What’s one strategic shift you’ve seen in how companies approach the transaction lifecycle in 2025, and how are you helping clients adapt to those changes?
One of the more significant shifts we’re seeing in 2025 is that companies are preparing for post-close activities earlier and more holistically, often during the diligence phase. In today’s market, where the macroeconomic environment is uncertain and execution risk is high, buyers can’t afford to wait until the ink dries to start thinking about integration, synergy realization or day-one readiness. They’re recognizing that a successful transaction is about constantly asking, “What happens next?”
On a practical level, what does that require?
Company leaders and their deal team, including advisors, should think ahead by embedding integration planning and operational readiness into the early stages of the transaction lifecycle. That means aligning stakeholders around a future-state vision, identifying potential roadblocks upfront and developing a detailed execution roadmap before the deal closes. This proactive approach not only de-risks the transition but also accelerates value creation post-close.
What separates a successful deal from a failed one, and what can finance leaders do early on to set up transactions for long-term success?
It often comes down to what happens immediately after the close. While upfront diligence is critical, I’ve found that conducting a focused diagnostic to identify value creation and process improvement opportunities prior to the transaction close is what truly sets the tone for long-term success.
This pre-close diagnostic sets the stage for a rapid post-close evaluation of identified opportunities, allowing finance leaders to assess the health and readiness of core processes quickly, including everything from reporting and close cycles to systems and internal controls. It builds on the early prep done during diligence, the difference being now [the team has] full access to the organization’s people, data and operations. That visibility is essential for identifying operational gaps, prioritizing integration tasks and surfacing opportunities for quick wins.
Rather than waiting for issues to emerge, this approach empowers teams to act with precision and speed. Finance becomes a catalyst for value creation by ensuring the business is equipped to deliver on day one and beyond.
With regulatory scrutiny increasing and financial complexity rising, what are some best practices you recommend for guaranteeing strong financial due diligence?
As financial and geopolitical environments become increasingly complex, due diligence must extend beyond a standard checklist. One of the most important best practices is to proactively assess how external pressures, such as tariffs and currency fluctuations, could impact a company’s financial stability and future performance.
That starts with evaluating where a company sources from and sells to, and modeling tariff scenarios to understand potential impacts on margins, pricing power and revenue forecasts. It’s critical to assess whether the business can pass through cost increases or if those pressures will erode profitability.
I also recommend closely analyzing net working capital trends, especially in sectors that are affected by supply chain disruptions. Are key suppliers stable? Will the company need to carry excess inventory, and how will that affect liquidity? These insights are directly tied to covenant compliance and broader cash flow forecasting.
Finally, scenario planning for exchange-rate movements is essential. Even small fluctuations can have outsized impacts, and stress-testing those assumptions helps buyers build confidence in the deal model and avoid surprises down the line.
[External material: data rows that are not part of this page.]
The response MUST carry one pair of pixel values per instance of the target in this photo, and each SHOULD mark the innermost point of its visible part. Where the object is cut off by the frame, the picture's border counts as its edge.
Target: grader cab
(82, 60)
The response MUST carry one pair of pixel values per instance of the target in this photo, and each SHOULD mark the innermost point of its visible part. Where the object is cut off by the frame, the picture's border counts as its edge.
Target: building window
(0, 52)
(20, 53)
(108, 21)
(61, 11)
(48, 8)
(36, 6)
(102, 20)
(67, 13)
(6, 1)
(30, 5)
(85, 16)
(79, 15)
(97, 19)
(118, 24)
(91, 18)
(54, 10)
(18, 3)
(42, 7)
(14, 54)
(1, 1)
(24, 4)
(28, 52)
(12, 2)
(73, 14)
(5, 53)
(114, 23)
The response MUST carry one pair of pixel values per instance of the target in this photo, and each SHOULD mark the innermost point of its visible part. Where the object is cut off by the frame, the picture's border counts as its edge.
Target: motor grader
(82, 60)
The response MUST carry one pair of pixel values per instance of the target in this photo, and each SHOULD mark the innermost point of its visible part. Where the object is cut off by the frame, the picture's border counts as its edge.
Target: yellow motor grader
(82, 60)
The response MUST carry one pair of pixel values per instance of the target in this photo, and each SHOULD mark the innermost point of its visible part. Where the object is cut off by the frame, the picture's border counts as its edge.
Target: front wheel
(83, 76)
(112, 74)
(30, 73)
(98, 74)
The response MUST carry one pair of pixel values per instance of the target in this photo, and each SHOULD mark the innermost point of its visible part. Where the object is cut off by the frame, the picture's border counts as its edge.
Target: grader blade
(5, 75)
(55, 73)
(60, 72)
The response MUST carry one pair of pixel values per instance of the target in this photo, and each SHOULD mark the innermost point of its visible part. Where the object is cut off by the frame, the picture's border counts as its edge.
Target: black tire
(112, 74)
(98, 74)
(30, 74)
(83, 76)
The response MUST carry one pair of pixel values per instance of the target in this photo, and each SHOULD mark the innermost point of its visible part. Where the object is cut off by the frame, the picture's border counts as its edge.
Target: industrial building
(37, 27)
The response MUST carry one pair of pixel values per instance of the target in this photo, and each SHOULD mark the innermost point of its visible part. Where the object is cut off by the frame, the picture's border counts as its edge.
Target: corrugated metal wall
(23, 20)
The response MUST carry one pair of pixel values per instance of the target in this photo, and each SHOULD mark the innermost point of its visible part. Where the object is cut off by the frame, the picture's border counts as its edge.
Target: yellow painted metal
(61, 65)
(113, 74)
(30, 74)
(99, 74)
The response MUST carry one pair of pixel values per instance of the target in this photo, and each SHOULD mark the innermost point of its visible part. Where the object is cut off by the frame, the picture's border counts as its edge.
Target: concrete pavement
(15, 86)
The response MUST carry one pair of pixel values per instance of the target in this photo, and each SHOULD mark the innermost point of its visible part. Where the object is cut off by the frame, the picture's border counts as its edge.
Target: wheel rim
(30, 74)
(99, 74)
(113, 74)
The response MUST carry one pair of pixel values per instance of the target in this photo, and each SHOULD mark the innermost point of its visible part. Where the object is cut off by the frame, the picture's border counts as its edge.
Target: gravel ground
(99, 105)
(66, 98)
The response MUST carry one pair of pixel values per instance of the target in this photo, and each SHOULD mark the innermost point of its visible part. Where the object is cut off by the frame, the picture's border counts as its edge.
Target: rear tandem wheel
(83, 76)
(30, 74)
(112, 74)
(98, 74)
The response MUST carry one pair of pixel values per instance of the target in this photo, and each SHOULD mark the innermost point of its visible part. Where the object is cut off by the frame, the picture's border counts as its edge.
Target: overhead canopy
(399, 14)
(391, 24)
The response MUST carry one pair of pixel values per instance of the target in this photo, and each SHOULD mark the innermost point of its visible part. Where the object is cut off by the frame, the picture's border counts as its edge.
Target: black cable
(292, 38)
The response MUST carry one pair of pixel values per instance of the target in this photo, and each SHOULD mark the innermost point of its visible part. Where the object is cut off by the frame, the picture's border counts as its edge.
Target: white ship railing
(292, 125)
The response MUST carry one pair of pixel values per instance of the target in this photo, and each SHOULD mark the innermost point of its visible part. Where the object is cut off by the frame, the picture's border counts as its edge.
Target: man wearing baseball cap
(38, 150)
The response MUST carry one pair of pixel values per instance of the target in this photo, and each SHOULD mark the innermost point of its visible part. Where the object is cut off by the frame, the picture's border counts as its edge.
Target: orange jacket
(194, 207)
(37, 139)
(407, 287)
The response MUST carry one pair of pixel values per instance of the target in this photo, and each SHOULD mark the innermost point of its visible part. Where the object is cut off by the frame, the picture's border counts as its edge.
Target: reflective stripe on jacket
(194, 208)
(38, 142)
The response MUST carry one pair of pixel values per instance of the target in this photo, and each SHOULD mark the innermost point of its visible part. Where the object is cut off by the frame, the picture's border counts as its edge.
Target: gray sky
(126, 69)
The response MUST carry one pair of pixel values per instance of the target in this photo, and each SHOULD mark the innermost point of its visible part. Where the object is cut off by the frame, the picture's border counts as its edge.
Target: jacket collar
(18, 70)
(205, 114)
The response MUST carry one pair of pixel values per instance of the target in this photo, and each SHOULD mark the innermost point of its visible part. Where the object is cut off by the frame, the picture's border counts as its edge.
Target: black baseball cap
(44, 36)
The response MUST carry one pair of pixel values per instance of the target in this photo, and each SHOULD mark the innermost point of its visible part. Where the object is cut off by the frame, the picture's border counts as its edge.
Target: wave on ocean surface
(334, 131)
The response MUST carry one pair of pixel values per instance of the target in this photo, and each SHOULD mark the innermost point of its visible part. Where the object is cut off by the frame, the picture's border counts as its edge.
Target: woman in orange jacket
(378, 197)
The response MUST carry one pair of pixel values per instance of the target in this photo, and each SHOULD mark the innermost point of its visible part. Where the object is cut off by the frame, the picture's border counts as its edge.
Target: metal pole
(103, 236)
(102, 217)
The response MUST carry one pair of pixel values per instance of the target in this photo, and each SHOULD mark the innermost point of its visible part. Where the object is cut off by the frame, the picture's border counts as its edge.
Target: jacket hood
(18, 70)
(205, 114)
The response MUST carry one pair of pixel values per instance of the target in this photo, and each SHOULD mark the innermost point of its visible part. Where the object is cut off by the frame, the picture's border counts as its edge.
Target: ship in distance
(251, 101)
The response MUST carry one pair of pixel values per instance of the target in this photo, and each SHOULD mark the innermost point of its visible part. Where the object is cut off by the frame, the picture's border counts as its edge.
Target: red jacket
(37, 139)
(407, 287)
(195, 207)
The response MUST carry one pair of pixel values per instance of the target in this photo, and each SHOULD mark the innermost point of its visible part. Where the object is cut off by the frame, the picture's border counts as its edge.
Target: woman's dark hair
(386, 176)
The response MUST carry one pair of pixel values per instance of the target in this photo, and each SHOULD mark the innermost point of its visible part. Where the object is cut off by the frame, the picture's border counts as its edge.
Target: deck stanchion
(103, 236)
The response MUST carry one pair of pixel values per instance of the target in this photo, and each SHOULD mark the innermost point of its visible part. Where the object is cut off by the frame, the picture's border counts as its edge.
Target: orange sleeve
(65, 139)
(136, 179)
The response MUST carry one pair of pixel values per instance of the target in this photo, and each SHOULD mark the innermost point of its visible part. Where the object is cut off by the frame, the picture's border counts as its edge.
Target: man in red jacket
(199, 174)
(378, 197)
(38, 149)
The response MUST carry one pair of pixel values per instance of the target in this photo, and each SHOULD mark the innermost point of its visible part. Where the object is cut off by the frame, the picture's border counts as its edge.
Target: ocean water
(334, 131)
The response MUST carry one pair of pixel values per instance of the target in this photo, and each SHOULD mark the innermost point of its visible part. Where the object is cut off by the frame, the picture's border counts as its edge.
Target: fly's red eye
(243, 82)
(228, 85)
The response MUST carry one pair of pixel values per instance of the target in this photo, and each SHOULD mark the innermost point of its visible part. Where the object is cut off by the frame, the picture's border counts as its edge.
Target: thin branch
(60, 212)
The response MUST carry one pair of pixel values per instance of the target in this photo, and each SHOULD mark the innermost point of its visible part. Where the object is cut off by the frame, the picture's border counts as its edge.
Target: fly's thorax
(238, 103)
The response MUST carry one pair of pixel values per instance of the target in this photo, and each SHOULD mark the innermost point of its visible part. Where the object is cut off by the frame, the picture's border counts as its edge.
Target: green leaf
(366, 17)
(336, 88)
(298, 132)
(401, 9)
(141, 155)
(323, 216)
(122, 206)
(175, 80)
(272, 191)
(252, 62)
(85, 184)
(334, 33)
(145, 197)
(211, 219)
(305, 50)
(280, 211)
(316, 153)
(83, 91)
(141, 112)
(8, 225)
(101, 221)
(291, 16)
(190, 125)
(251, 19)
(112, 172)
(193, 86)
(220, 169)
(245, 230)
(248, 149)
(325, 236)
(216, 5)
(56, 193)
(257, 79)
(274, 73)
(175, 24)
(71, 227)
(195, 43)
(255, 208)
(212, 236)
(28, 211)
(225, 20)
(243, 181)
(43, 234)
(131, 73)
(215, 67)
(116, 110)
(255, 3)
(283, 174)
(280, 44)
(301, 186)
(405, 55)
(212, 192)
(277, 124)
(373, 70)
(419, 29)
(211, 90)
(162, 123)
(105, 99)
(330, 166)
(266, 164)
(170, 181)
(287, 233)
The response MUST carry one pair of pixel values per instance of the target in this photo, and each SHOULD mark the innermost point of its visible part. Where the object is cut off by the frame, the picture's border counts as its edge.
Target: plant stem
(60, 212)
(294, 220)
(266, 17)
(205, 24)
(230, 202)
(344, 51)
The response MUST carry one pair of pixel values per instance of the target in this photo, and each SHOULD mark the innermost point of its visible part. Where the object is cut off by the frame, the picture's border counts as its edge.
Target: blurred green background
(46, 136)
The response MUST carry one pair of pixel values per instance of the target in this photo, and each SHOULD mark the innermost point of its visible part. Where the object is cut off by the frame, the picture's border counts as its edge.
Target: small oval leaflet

What advice would you give to finance professionals who will have a strategic role in M&A transactions in this current cycle?
Besides the need to develop a strong understanding of operations and asking the “why” behind the numbers, I’d also emphasize the importance of adaptability. Today’s deals and business environments are more complex and fast-moving than ever. The CFOs who thrive are those who stay curious, embrace ambiguity and aren’t afraid to step outside their comfort zone to solve problems holistically. The effective strategic finance leader also has the judgment to ask the right questions and the clarity to guide others through change.